NARRAR O COLAPSO: OLHAR E CINISMO NO ROMANCE DE ANA PAULA MAIA
Literatura contemporânea; necropolítica; narrador pós-moderno; cinismo; Ana
Paula Maia
Esta tese se dedica a compreender o modo como o narrador organiza o olhar sobre os corpos,
os restos e a catástrofe nas obras que compõem a Trilogia do Fim de Ana Paula Maia: Enterre
seus mortos (2018), De cada quinhentos uma alma (2021) e Búfalos Selvagens (2024). A
investigação sustenta a hipótese de que o narrador se configura como a própria voz de um
mundo em colapso, atuando como testemunha desencantada da necropolítica e do cinismo que
estruturam a experiência contemporânea. A articulação metodológica do trabalho visa expor
regimes de visibilidade e modos de narrar a catástrofe, dialogando com a filosofia e a crítica
cultural. O percurso analítico se organiza em três movimentos complementares. O primeiro
capítulo estabelece os fundamentos conceituais da análise, tratando da animalidade e do abjeto
para evidenciar a vida nua, categoria central na obra de Giorgio Agamben (2002). A literatura
de Maia insiste em zonas de indiscernibilidade entre humano e animal, perspectiva que é
expandida a partir das reflexões de Maria Esther Maciel (2016) sobre o bestiário e de Jacques
Derrida (2002).
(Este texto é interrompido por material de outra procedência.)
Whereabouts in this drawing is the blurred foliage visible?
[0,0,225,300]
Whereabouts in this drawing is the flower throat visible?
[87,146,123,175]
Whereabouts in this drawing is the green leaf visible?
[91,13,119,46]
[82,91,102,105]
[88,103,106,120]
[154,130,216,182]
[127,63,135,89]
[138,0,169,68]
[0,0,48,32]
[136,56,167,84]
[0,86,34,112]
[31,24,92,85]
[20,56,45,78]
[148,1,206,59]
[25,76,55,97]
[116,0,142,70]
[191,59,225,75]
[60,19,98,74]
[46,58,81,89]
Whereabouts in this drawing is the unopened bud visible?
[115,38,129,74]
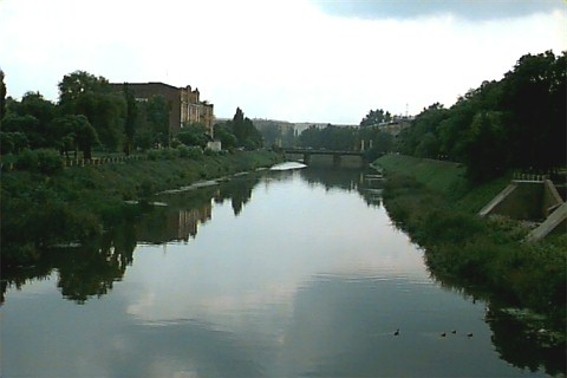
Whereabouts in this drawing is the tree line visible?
[0,71,263,165]
[396,51,567,181]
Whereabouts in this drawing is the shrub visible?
[14,149,38,172]
[35,149,63,175]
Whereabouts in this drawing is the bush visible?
[36,149,63,175]
[14,149,63,175]
[14,149,39,172]
[177,145,203,159]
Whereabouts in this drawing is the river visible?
[0,164,560,378]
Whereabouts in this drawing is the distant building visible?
[110,82,215,137]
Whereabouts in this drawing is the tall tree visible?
[122,83,138,155]
[59,71,126,151]
[0,70,6,121]
[360,109,392,127]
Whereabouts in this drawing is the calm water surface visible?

Em seguida, o segundo capítulo se volta para a dimensão formal da narrativa,
mostrando como o narrador opera com uma lógica fragmentária e aposta no resto como forma
de narrar o colapso. A análise demonstra a aproximação do narrador com a imagem
cinematográfica, e discute a impossibilidade de totalidade e a narrativa em restos, ideias que se
alinham às contribuições de Silviano Santiago (2002) e de Theodor W. Adorno (2003). O
terceiro capítulo aprofunda a discussão ao articular a gestão da morte com o olhar desencantado
(cinismo). O narrador, ao registrar os acontecimentos com objetividade e frieza, reflete o
cinismo moderno, conforme descrito por Peter Sloterdijk (2012), e a falência ética do presente,
tema abordado por Vladimir Safatle (2008). Conclui-se que o narrador, ao registrar o colapso
ético e social, se torna a própria materialização de uma época marcada pela necropolítica e pelo
cinismo, transformando o ato de narrar em um registro da devastação.